Just before entering Texas, the tropical storm Nicholas became stronger and was categorized as a Category 1 hurricane.
For days, the hurricane gathered strength from the sea-water, which is likely to have near-death consequences. The storm now has hefty rainfalls with a load of warnings for extreme flash floods.
Concerned institutions suggest that most storm effects are likely to be witnessed in the upper Texas coast and southwestern Louisiana with 6 to 12 inches of rain – with a maximum warning of 20 inches of rainfall in some parts.
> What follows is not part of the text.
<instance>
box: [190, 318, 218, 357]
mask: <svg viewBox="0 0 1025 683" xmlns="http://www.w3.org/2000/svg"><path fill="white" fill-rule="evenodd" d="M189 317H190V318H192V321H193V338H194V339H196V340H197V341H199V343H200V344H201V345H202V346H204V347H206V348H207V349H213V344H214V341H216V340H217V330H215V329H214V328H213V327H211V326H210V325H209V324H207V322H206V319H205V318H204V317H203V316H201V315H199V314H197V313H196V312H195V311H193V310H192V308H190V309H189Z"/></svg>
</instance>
While the Gulf Coast is still recovering from the deadly remnants of hurricane Ida, forecasters expect Nicholas to cause the government to declare a state of emergency again.
Hurricanes usually have 75 mph high winds. But on Monday, weather stations recorded Nicholas already having winds of 76mph, according to Matagorda Bay. This strength is likely to affect places from Matagorda to Galveston to Port Arthur, where massive flash floods are highly possible.
As a response, 17 Texas counties are now in disaster declarations issued by Gov. Abbott. Such counties should start preparing resources like rescue aircraft and boat teams to create a proactive approach to the expected natural disasters Nicholas is likely to bring, authorities said. Accordingly to Judge Hina Hidalgo: “We could get ten to fifteen inches of rain over the next 24 hours or so, and that would be very, very concerning.”
Currently, vaccination sites are also not operationalizing. Moreover, Hidalgo stated: “What I need each resident of this county to do today is to get to where you are going to be by 6 PM tonight and stay there.”
Hurricane Nicholas is set to bring its disasters to eastern Texas and into Louisiana and by Wednesday to New Orleans.
According to the governor: “The most severe threat to Louisiana is in the Southwest portion of the state, where recovery from Hurricane Laura and the May flooding is ongoing. In this area, heavy rain and flash flooding are possible.”